Pensez-vous qu’un cours sur Star Trek n’est pas assez philosophique ? Détrompez-vous ! L’Université de Georgetown à Washington pense autrement car le cours intitulé : Star Trek  est apparemment l’un des meilleurs moyens d’apprendre la philosophie. Tout en explorant le voyage dans le temps, ce cours propose aussi une introduction à certains sujets de la métaphysique, de l’épistémologie et de la philosophie.

 Un cours sur ………..le pénis !

Ce titre est tout à fait choquant et obscène mais il fallait bien traduire l’intitulé du cours proposé par l’Occidental College à Los Angeles : « Le Phallus ». En effet,  ce cours porte sur les théories historiques sur l’organe génital mâle partant de Freud à Lacan. Si « Le Phallus » tout court n’est pas satisfaisant, il en proposera d’autres genres, tels que le phallus homo, le phallus juif et le phallus latin. Si vous ignorez tout de ce sujet, il ne vous reste plus qu’à « pénétrer » la salle de cours ! 
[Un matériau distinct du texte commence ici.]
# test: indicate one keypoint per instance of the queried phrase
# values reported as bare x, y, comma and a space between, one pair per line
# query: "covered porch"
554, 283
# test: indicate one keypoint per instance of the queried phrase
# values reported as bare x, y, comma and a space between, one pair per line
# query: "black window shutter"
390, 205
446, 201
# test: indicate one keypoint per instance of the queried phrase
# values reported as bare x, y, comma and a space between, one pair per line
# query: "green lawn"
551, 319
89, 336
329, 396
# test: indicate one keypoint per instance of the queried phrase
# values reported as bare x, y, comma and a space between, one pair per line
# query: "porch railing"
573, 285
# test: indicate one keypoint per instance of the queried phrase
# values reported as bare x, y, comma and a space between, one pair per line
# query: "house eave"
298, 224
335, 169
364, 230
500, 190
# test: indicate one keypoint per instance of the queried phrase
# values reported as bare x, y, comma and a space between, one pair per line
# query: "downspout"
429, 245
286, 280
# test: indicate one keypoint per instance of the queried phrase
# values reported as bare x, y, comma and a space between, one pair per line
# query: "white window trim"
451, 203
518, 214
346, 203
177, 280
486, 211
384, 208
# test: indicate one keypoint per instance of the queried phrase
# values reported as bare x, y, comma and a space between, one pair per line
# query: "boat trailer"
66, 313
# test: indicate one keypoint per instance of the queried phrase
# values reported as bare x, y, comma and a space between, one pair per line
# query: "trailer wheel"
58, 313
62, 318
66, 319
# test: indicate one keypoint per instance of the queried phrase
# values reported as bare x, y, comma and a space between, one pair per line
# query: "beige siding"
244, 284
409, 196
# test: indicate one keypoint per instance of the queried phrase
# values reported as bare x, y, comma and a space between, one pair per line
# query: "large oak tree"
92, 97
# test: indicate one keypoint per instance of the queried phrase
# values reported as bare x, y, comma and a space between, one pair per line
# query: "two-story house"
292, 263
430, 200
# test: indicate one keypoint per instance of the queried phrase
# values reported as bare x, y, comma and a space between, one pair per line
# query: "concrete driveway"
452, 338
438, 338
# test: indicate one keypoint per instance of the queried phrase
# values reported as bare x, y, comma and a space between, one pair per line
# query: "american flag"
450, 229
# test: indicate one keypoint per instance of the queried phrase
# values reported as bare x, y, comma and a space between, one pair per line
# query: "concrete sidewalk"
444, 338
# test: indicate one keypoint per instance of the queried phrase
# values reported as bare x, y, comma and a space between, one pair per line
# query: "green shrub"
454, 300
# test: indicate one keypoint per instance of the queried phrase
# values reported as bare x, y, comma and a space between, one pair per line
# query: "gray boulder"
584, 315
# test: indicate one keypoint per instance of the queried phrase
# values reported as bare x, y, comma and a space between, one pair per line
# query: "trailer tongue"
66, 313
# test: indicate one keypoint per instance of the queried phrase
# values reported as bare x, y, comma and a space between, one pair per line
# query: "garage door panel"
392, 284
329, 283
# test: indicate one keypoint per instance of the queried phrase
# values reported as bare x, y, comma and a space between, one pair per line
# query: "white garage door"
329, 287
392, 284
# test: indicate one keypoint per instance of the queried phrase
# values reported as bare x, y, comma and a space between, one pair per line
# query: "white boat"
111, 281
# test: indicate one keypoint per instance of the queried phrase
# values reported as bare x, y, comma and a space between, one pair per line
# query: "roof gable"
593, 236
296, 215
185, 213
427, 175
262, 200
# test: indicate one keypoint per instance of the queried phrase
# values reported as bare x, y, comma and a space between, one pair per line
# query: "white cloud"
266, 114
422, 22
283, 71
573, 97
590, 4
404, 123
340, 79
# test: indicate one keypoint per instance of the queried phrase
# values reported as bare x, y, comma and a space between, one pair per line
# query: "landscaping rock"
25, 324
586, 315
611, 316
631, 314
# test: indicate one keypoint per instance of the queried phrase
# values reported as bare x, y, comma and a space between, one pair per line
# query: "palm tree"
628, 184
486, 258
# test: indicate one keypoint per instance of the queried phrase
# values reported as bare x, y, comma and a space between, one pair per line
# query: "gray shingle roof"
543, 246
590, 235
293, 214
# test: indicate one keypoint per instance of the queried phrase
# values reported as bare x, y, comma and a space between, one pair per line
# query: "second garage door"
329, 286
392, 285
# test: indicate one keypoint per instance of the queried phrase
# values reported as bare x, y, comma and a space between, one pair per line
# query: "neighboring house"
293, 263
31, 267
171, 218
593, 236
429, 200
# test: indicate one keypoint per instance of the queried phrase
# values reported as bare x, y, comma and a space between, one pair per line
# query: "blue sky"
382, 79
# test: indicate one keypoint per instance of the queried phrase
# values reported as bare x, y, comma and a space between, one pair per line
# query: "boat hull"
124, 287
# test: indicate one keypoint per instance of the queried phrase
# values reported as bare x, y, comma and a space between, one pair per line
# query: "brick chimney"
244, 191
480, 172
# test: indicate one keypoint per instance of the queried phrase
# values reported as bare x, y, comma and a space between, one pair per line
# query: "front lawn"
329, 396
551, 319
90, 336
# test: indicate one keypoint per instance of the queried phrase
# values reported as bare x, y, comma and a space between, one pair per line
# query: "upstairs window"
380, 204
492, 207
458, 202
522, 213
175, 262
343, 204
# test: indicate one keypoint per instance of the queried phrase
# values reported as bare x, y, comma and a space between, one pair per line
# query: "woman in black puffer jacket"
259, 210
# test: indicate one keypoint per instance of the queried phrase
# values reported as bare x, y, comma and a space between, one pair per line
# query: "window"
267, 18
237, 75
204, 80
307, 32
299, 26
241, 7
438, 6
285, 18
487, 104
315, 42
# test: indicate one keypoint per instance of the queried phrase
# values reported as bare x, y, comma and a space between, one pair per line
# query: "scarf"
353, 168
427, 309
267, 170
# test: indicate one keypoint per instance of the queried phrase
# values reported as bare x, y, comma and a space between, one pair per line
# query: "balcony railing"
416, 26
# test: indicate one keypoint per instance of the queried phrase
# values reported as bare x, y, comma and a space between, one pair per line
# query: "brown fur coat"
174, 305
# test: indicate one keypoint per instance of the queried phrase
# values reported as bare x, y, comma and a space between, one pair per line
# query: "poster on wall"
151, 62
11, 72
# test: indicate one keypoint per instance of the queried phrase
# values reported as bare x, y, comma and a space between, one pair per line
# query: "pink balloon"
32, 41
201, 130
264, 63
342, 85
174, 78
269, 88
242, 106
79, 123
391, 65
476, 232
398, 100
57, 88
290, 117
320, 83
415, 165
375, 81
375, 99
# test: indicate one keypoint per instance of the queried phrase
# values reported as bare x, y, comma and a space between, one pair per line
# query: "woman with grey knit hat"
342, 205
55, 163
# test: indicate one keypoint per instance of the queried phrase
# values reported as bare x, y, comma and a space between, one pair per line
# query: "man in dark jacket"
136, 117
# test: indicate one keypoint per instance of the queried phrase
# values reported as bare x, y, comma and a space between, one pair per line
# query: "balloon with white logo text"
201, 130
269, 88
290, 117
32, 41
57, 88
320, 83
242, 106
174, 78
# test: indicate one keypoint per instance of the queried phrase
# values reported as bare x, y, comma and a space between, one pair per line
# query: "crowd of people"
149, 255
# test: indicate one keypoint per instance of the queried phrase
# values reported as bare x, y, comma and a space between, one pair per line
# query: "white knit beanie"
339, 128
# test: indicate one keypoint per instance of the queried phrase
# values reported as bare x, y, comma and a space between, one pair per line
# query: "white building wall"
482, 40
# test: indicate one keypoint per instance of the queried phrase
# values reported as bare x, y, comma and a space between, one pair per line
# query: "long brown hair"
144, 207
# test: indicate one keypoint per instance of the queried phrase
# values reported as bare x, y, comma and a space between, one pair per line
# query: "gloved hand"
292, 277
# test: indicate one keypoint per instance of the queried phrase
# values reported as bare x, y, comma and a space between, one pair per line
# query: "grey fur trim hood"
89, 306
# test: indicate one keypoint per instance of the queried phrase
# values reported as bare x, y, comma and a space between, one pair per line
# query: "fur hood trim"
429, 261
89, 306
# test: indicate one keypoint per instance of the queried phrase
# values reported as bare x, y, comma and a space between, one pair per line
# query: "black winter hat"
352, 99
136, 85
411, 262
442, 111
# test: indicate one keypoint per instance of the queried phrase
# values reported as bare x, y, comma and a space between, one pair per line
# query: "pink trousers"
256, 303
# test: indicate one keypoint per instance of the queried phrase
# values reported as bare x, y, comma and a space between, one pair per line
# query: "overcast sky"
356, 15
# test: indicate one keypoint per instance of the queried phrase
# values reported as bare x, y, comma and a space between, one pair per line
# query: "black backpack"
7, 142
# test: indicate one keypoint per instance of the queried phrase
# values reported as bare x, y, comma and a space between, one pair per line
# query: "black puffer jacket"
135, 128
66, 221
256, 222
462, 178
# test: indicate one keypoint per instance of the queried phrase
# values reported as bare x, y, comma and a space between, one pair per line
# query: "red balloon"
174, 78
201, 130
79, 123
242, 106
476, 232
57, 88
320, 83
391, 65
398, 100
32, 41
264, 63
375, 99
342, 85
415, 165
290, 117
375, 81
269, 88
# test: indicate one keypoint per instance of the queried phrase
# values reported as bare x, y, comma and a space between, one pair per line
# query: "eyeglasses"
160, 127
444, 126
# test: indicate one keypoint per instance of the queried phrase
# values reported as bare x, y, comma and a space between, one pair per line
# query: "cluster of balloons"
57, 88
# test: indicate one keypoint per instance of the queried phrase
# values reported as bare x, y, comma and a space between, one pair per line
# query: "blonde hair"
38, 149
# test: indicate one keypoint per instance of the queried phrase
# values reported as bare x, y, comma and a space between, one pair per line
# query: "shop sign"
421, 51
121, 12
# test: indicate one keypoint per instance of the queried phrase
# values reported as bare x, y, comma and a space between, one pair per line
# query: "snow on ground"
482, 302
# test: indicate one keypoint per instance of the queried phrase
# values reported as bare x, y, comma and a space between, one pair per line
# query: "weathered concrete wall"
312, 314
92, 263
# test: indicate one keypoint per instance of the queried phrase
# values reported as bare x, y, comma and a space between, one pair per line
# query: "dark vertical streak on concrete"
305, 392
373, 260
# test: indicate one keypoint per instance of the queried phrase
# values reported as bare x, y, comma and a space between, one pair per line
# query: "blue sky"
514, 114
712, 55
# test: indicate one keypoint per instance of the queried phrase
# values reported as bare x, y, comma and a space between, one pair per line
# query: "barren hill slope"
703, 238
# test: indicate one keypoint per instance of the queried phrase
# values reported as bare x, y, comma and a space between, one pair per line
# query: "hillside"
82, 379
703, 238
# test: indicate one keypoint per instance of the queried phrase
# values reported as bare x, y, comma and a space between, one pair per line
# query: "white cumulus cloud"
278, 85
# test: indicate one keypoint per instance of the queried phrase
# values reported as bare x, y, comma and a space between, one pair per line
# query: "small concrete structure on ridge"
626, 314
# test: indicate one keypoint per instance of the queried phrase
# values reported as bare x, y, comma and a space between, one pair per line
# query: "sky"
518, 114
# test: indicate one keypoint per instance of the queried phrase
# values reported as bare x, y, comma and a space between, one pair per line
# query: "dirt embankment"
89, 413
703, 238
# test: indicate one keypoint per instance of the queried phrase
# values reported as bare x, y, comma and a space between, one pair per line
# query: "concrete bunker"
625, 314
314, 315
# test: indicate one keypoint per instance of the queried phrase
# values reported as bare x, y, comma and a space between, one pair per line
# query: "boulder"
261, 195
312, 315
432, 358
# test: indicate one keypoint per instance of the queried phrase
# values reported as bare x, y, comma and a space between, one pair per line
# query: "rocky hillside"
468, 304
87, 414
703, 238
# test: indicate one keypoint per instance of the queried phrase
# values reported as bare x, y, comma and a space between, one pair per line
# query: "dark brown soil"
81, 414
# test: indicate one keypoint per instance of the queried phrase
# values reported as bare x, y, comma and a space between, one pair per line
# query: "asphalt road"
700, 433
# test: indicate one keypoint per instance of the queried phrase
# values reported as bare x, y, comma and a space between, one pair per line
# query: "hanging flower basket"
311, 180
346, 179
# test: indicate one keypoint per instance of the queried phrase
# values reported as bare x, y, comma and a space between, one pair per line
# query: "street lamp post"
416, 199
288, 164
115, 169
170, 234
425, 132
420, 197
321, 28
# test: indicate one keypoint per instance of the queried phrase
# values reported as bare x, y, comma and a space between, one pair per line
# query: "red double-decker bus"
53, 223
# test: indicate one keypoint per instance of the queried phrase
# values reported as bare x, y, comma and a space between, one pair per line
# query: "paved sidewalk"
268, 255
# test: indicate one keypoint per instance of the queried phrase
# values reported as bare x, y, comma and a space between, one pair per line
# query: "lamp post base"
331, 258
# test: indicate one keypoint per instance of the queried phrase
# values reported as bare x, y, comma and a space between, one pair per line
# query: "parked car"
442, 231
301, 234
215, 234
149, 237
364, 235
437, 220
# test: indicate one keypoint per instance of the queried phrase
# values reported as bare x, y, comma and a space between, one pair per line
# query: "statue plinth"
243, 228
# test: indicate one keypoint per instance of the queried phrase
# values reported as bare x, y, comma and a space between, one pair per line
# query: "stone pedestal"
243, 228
 Apprendre les ruses des Jedi

 Une université ne se permet pas de donner un cours sur les Trekkies – qui sont les fans obsédés par la série de films La Guerre des Étoiles – sans en donner un autre sur les Jedi qui sont des guerriers fictifs. L’Université Queen’s à Belfast en Irlande du Nord a créé un cours très sympa intitulé « Ressent la force : Comment s’entraîner à la manière du Jedi ? » Ce cours vise à enseigner les techniques psychologiques inspirées des vraies ruses utilisées par un Jedi pour tromper son ennemi. À noter que les sabres-lasers ne seront pas utilisés et c’est bien dommage !

 S.O.S. Fantômes !

 Chasser les esprits frappeurs. Causer avec les morts. Comprendre la télépathie. C’est ce que propose l’Université de Coventry en Grande-Bretagne dans ce nouveau cours de parapsychologie intitulé « Psychologie des expériences humaines exceptionnelles ».  Portant sur toute expérience paranormale, ce cours aborde un domaine tout nouveau qui s’intéresse aux fantômes, aux médiums et aux sensations extrasensorielles. Le chargé de cours, Tony Lawrence, guide les étudiants dans un parcours de psychologie transpersonnelle et d’études d’expériences anomalistiques qui leur serviraient plus tard à surveiller tout phénomène paranormal et à capturer ainsi fantômes et esprits. De plus, les étudiants ont la possibilité, comme bonus, de revisiter les films Ghostbusters. Cela ne semble-t-il pas assez fou ? Mais le plus insensé c’est le prix du cours  : 3 200 livres sterling soit l’équivalent de 3 824 euros !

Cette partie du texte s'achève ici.